Find the least positive residue of 2^2004 modulo 31
I have a similar problem to solve. Let me see if I have this straight in your example before I move on to my problem.
All multiples of 5 in the exponent will be congruent to 1 modulo 31 or in other words:
2^(5k) = 1 mod 31 where k is a positive integer.

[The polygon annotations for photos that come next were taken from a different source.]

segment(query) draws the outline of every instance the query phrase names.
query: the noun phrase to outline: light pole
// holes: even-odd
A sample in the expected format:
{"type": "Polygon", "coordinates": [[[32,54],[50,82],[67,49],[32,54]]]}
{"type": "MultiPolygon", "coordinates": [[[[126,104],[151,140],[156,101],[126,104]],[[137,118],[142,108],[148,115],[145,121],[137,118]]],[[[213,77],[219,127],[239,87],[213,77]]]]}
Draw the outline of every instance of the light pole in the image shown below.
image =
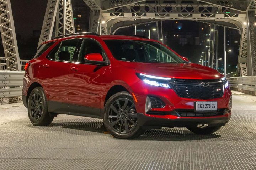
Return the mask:
{"type": "Polygon", "coordinates": [[[212,48],[210,48],[210,49],[212,49],[212,68],[213,68],[213,41],[212,40],[210,40],[210,39],[208,39],[207,40],[207,41],[210,41],[210,42],[211,41],[212,42],[212,48]]]}
{"type": "Polygon", "coordinates": [[[150,31],[155,31],[156,30],[156,29],[155,28],[154,28],[154,29],[150,29],[150,30],[149,30],[149,39],[150,39],[150,31]]]}
{"type": "Polygon", "coordinates": [[[205,54],[205,57],[204,58],[204,62],[205,62],[205,64],[204,64],[204,66],[206,66],[206,52],[202,52],[202,53],[203,54],[204,53],[205,54]]]}
{"type": "Polygon", "coordinates": [[[207,67],[210,67],[210,47],[206,46],[208,48],[208,57],[207,57],[207,67]]]}
{"type": "Polygon", "coordinates": [[[222,59],[221,58],[217,58],[217,60],[216,60],[216,70],[218,72],[218,60],[222,60],[222,59]]]}
{"type": "Polygon", "coordinates": [[[231,52],[231,50],[225,51],[225,56],[224,57],[224,75],[226,76],[226,52],[231,52]]]}
{"type": "Polygon", "coordinates": [[[212,29],[212,31],[216,32],[216,70],[218,71],[218,30],[212,29]]]}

When you divide 2004 by 5, you get 4 as a remainder. The remainder is tacked onto the final calculation:
2^4 = 16 mod 31
Here's a similar problem I've been working on: Find the least positive residue mod 47 of 2^2222. Please check my solution:
2^23 = 1 mod 47. Therefore, 2^(23k) = 1 mod 47. Divide 2222 by 23 and I have 14 as a remainder. The final calculation is:
2^14 = 28 mod 47
So, 28 is the least positive residue mod 47 of 2^2222.
Hi,
I'm trying to understand congruences, and least positive residues in specific. Could someone please explain to me how you get the 16 in
2^4= 16 mod (31)
or
2^2222= 28 mod (47)
I understand everything until the previous step, but I'm not sure of how you get the 16 and the 28 terms. Thanks in advance.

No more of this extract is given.